Charlie Munger isn’t as famous as Warren Buffet. However, it is important to note that he is the Vice Chairman of Berkshire Hathaway, meaning that he is well worth listening to when it comes to investing as well as other business topics. Recently, when Munger was speaking at the annual meeting of another corporation, he was asked about whether he would want to work with someone who was smart but underestimated their own capabilities or someone who was smarter but overestimated their own capabilities. Amusingly, Munger responded that the questioner must have been thinking about Elon Musk before launching into an explanation of why he would want to work with the former rather than latter.
Why Wouldn’t Charlie Munger Hire Elon Musk?
In short, Munger stated that he preferred working with people who are prudent. Of course, this means people who are smart but underestimate themselves rather than people who are smarter but overestimate themselves. In his view, people who are prudent produce more consistent results, which is a huge concern in the world of investing. Meanwhile, as Munger see things, while people who are not prudent can produce incredible results from time to time, that potential for high rewards comes paired with even more potential for high risks. As such, it is no wonder that he is less than enthusiastic about betting on such individuals even if he thinks that ignoring their potential for great gains altogether would be foolish.
On the whole, Munger’s opinion of Elon Musk isn’t particularly surprising. Simply put, while Berkshire Hathaway is far from being risk-free, its top leadership is by no means as eager to embrace risk as Elon Musk has been when it comes to his business ventures. Certainly, one would never expect Berkshire Hathaway to set up something like SpaceX for the purpose of sending people to Mars, though it is fun to think about. This doesn’t mean that either Munger or Musk are wrong, just that they are two very different people with very different priorities when it comes to how they choose to use their money.
With that said, one can’t help but wonder whether Elon Musk’s “colorful” nature might be influencing Munger’s opinion as well. It is certainly one of the things that has helped keep him in the spotlight, but it has proven costly for him in the past.
For the most part, what Elon Musks says is interesting but not particularly impactful. One excellent example is the time when he said that we were probably living in a simulation on Joe Rogan’s podcast. Most people will see this as a pretty outlandish line of speculation, but it isn’t something that Elon Musk came up with on his own. Instead, there are a number of thinkers who have speculated about the potential of advanced civilizations creating simulations that are so good that they can’t be distinguished from the real thing, not least because the inhabitants of the simulation wouldn’t have the ability to know what the “real” reality would look like. In some cases, these thinkers have proposed this line of speculation as a way of answering various questions such as the Fermi Paradox. In other cases, well, there are others who have taken it further by essentially turning it into a non-religious basis for the belief in an afterlife, which is very entertaining but also even more speculative in nature.

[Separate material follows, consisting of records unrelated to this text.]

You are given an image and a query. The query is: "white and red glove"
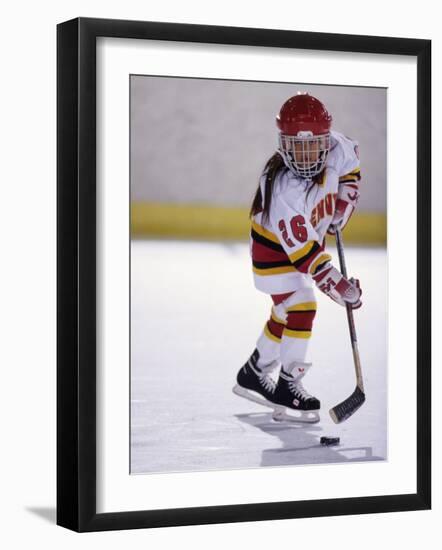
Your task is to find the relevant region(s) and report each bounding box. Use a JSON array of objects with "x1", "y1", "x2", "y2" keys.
[
  {"x1": 327, "y1": 185, "x2": 359, "y2": 235},
  {"x1": 313, "y1": 262, "x2": 362, "y2": 309}
]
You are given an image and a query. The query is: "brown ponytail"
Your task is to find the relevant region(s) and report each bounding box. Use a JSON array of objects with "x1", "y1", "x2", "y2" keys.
[
  {"x1": 249, "y1": 153, "x2": 285, "y2": 223},
  {"x1": 249, "y1": 152, "x2": 325, "y2": 223}
]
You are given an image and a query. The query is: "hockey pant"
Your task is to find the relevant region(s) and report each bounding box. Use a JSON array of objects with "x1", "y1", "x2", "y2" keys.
[{"x1": 256, "y1": 287, "x2": 316, "y2": 367}]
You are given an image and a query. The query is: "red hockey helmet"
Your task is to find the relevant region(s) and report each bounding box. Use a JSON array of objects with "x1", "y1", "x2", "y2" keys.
[{"x1": 276, "y1": 92, "x2": 332, "y2": 179}]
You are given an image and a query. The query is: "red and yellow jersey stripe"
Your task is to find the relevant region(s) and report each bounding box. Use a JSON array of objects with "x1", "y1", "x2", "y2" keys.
[{"x1": 251, "y1": 222, "x2": 331, "y2": 275}]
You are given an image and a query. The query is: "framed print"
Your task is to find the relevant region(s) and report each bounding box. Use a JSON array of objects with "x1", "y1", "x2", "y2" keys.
[{"x1": 57, "y1": 18, "x2": 431, "y2": 531}]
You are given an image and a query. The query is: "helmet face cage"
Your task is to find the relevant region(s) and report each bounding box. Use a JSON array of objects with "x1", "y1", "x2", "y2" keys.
[{"x1": 278, "y1": 132, "x2": 330, "y2": 179}]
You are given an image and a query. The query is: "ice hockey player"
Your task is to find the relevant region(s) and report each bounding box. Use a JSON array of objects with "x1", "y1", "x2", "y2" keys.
[{"x1": 233, "y1": 93, "x2": 361, "y2": 422}]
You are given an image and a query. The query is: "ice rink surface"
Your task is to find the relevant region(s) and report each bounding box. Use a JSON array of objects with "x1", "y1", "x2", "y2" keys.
[{"x1": 130, "y1": 241, "x2": 388, "y2": 473}]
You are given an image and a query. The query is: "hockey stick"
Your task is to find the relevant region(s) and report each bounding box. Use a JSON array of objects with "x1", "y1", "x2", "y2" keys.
[{"x1": 329, "y1": 228, "x2": 365, "y2": 424}]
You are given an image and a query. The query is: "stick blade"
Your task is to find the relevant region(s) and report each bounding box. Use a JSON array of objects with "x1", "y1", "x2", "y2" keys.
[{"x1": 329, "y1": 386, "x2": 365, "y2": 424}]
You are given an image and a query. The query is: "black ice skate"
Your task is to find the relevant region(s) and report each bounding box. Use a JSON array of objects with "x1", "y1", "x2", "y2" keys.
[
  {"x1": 273, "y1": 363, "x2": 321, "y2": 423},
  {"x1": 233, "y1": 349, "x2": 279, "y2": 407}
]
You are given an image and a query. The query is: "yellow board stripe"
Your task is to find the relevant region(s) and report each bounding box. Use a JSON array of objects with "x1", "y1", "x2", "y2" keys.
[
  {"x1": 309, "y1": 253, "x2": 331, "y2": 273},
  {"x1": 130, "y1": 202, "x2": 387, "y2": 246},
  {"x1": 252, "y1": 222, "x2": 280, "y2": 244},
  {"x1": 253, "y1": 266, "x2": 296, "y2": 277},
  {"x1": 286, "y1": 302, "x2": 316, "y2": 313},
  {"x1": 289, "y1": 241, "x2": 316, "y2": 263},
  {"x1": 339, "y1": 176, "x2": 358, "y2": 183},
  {"x1": 282, "y1": 328, "x2": 312, "y2": 339},
  {"x1": 264, "y1": 325, "x2": 281, "y2": 344}
]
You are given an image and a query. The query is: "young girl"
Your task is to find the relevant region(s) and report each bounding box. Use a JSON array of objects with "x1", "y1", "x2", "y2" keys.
[{"x1": 233, "y1": 93, "x2": 361, "y2": 422}]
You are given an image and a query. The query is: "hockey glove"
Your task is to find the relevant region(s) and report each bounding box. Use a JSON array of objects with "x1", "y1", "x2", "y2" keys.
[
  {"x1": 327, "y1": 185, "x2": 359, "y2": 235},
  {"x1": 313, "y1": 262, "x2": 362, "y2": 309}
]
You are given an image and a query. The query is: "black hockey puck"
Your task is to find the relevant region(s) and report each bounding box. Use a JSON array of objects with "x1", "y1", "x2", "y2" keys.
[{"x1": 319, "y1": 436, "x2": 340, "y2": 447}]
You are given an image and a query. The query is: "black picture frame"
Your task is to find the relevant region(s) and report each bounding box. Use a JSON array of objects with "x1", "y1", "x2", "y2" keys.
[{"x1": 57, "y1": 18, "x2": 431, "y2": 532}]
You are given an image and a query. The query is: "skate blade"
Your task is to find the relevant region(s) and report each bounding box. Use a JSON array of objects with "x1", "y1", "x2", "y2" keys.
[
  {"x1": 232, "y1": 384, "x2": 274, "y2": 409},
  {"x1": 272, "y1": 407, "x2": 321, "y2": 424}
]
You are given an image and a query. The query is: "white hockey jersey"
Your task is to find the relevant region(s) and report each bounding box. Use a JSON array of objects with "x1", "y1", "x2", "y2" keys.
[{"x1": 250, "y1": 131, "x2": 360, "y2": 294}]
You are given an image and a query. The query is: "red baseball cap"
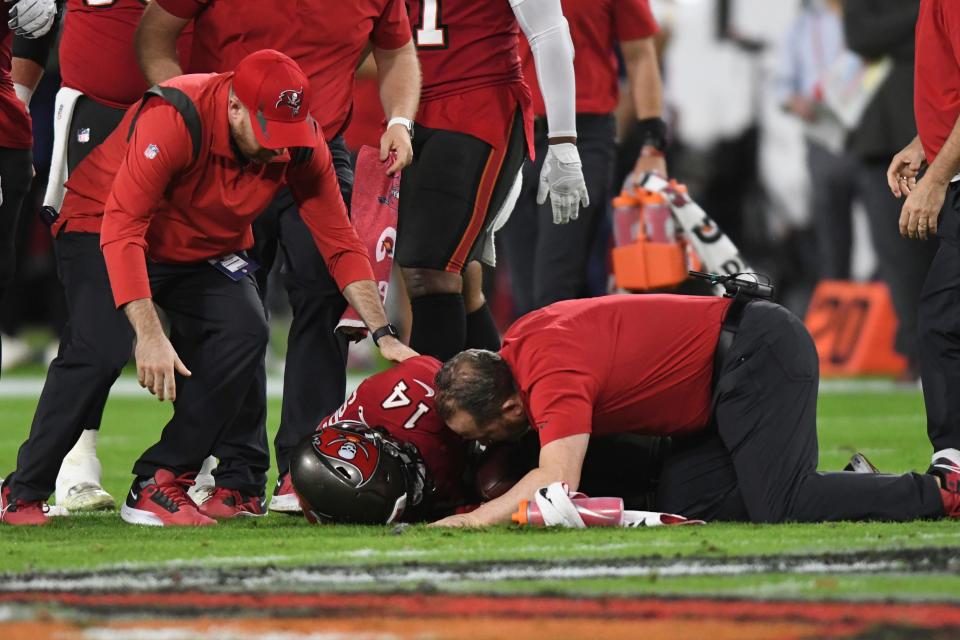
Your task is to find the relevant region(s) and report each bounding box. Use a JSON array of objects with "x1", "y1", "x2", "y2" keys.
[{"x1": 233, "y1": 49, "x2": 319, "y2": 149}]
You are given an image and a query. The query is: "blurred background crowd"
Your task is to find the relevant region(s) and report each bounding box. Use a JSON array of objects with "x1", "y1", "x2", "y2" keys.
[{"x1": 0, "y1": 0, "x2": 936, "y2": 377}]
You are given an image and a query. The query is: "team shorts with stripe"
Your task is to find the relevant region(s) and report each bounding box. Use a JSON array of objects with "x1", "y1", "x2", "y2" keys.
[{"x1": 396, "y1": 111, "x2": 527, "y2": 273}]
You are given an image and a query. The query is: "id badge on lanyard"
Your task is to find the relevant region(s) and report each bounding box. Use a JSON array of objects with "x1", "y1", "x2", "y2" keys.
[{"x1": 207, "y1": 253, "x2": 260, "y2": 282}]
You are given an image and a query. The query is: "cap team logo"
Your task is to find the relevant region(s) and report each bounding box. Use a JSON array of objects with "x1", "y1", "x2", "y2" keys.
[{"x1": 274, "y1": 87, "x2": 303, "y2": 116}]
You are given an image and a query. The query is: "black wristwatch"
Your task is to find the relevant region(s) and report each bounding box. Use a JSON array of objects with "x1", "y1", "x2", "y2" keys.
[{"x1": 373, "y1": 324, "x2": 400, "y2": 347}]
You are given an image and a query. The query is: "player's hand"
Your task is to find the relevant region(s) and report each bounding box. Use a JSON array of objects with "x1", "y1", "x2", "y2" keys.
[
  {"x1": 633, "y1": 152, "x2": 668, "y2": 185},
  {"x1": 380, "y1": 336, "x2": 420, "y2": 362},
  {"x1": 380, "y1": 124, "x2": 413, "y2": 176},
  {"x1": 428, "y1": 513, "x2": 483, "y2": 528},
  {"x1": 134, "y1": 333, "x2": 191, "y2": 402},
  {"x1": 537, "y1": 142, "x2": 590, "y2": 224},
  {"x1": 887, "y1": 137, "x2": 927, "y2": 199},
  {"x1": 900, "y1": 173, "x2": 949, "y2": 240},
  {"x1": 6, "y1": 0, "x2": 57, "y2": 38}
]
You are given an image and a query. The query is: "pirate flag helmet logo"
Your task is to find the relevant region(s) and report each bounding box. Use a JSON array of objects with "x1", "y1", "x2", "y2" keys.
[
  {"x1": 290, "y1": 420, "x2": 423, "y2": 524},
  {"x1": 274, "y1": 87, "x2": 303, "y2": 116}
]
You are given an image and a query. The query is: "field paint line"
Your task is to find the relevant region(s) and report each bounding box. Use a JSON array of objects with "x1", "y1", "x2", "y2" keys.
[
  {"x1": 81, "y1": 626, "x2": 402, "y2": 640},
  {"x1": 0, "y1": 374, "x2": 920, "y2": 399},
  {"x1": 0, "y1": 549, "x2": 960, "y2": 593},
  {"x1": 0, "y1": 591, "x2": 960, "y2": 629},
  {"x1": 0, "y1": 374, "x2": 364, "y2": 400}
]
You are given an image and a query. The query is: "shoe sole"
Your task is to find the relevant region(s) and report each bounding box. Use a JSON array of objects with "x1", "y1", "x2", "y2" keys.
[
  {"x1": 57, "y1": 491, "x2": 117, "y2": 513},
  {"x1": 270, "y1": 496, "x2": 303, "y2": 515},
  {"x1": 120, "y1": 504, "x2": 164, "y2": 527}
]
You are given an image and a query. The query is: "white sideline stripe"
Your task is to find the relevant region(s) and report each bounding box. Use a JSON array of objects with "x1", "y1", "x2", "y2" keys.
[
  {"x1": 0, "y1": 557, "x2": 932, "y2": 592},
  {"x1": 0, "y1": 374, "x2": 920, "y2": 399},
  {"x1": 0, "y1": 374, "x2": 363, "y2": 400}
]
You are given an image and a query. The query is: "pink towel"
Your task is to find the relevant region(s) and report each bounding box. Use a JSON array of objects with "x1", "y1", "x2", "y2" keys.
[{"x1": 336, "y1": 145, "x2": 400, "y2": 342}]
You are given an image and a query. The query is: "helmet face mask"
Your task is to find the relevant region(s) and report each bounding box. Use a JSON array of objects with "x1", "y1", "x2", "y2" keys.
[{"x1": 290, "y1": 421, "x2": 417, "y2": 524}]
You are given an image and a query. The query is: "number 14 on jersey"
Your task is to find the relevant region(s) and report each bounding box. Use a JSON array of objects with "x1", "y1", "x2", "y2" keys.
[{"x1": 414, "y1": 0, "x2": 444, "y2": 49}]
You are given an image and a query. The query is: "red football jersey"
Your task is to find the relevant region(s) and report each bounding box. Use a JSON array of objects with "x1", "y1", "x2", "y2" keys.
[
  {"x1": 406, "y1": 0, "x2": 533, "y2": 157},
  {"x1": 321, "y1": 356, "x2": 468, "y2": 505},
  {"x1": 60, "y1": 0, "x2": 190, "y2": 109},
  {"x1": 500, "y1": 295, "x2": 730, "y2": 445},
  {"x1": 520, "y1": 0, "x2": 659, "y2": 116},
  {"x1": 0, "y1": 16, "x2": 33, "y2": 149},
  {"x1": 157, "y1": 0, "x2": 410, "y2": 140}
]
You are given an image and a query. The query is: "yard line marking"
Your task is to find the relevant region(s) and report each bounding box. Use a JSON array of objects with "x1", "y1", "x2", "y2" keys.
[{"x1": 0, "y1": 548, "x2": 960, "y2": 593}]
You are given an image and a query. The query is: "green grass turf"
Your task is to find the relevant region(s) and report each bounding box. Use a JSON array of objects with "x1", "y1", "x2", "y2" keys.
[{"x1": 0, "y1": 392, "x2": 960, "y2": 599}]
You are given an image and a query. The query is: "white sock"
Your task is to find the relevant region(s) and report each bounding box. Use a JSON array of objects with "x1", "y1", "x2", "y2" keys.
[{"x1": 932, "y1": 449, "x2": 960, "y2": 467}]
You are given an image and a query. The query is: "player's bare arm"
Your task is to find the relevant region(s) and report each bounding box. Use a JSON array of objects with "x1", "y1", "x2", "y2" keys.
[
  {"x1": 510, "y1": 0, "x2": 590, "y2": 224},
  {"x1": 620, "y1": 37, "x2": 667, "y2": 177},
  {"x1": 373, "y1": 40, "x2": 420, "y2": 175},
  {"x1": 343, "y1": 280, "x2": 418, "y2": 362},
  {"x1": 888, "y1": 118, "x2": 960, "y2": 240},
  {"x1": 433, "y1": 433, "x2": 590, "y2": 527},
  {"x1": 134, "y1": 2, "x2": 189, "y2": 84},
  {"x1": 123, "y1": 298, "x2": 190, "y2": 402}
]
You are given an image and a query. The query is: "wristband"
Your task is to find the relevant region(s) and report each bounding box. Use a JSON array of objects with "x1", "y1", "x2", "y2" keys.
[
  {"x1": 387, "y1": 116, "x2": 413, "y2": 140},
  {"x1": 373, "y1": 324, "x2": 400, "y2": 347},
  {"x1": 637, "y1": 118, "x2": 667, "y2": 151}
]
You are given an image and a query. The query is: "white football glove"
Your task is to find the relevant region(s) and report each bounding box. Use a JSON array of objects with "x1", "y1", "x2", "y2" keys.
[
  {"x1": 536, "y1": 142, "x2": 590, "y2": 224},
  {"x1": 6, "y1": 0, "x2": 57, "y2": 38}
]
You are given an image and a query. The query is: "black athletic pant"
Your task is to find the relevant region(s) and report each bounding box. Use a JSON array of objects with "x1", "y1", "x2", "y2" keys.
[
  {"x1": 657, "y1": 302, "x2": 943, "y2": 523},
  {"x1": 501, "y1": 114, "x2": 616, "y2": 316},
  {"x1": 214, "y1": 136, "x2": 353, "y2": 484},
  {"x1": 912, "y1": 182, "x2": 960, "y2": 451},
  {"x1": 0, "y1": 148, "x2": 33, "y2": 300},
  {"x1": 10, "y1": 230, "x2": 267, "y2": 500},
  {"x1": 64, "y1": 96, "x2": 127, "y2": 430}
]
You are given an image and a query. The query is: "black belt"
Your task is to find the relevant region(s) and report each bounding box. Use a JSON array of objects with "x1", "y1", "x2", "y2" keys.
[{"x1": 713, "y1": 295, "x2": 756, "y2": 389}]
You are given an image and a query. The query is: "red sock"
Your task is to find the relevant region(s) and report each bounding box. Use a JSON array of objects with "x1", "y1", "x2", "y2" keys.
[{"x1": 940, "y1": 489, "x2": 960, "y2": 518}]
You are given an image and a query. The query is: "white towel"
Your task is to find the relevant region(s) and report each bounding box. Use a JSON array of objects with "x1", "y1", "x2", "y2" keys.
[{"x1": 43, "y1": 87, "x2": 83, "y2": 211}]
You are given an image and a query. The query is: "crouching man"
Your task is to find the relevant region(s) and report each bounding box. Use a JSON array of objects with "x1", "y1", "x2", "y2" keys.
[
  {"x1": 0, "y1": 50, "x2": 415, "y2": 526},
  {"x1": 436, "y1": 295, "x2": 960, "y2": 526}
]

Unfortunately, there are other times when Elon Musk has run into serious issues by talking without putting sufficient thought into what he says. For example, there was the very recent incident when his musing about taking Tesla private prompted less than pleased investors launching a lawsuit against him. Something that was then followed up by the U.S. regulators looking into the issue, thus culminating in an agreement for him to step down as the chairman of the corporation as well as pay a $20 million fine in exchange for things not proceeding further. Likewise, there was another recent example of Elon Musk making accusations against a British diver who was involved in the rescue of the stranded boys in Thailand. Something that seems to have been prompted by the Thai government’s rejection of Elon Musk’s own proposed plan to build a miniature submarine. Suffice to say that the whole series of events didn’t exactly cover him in glory, which in turn, would explain why having an employee like Elon Musk might not be necessarily be the best thing for an employer even if they can occasionally pull off something incredible.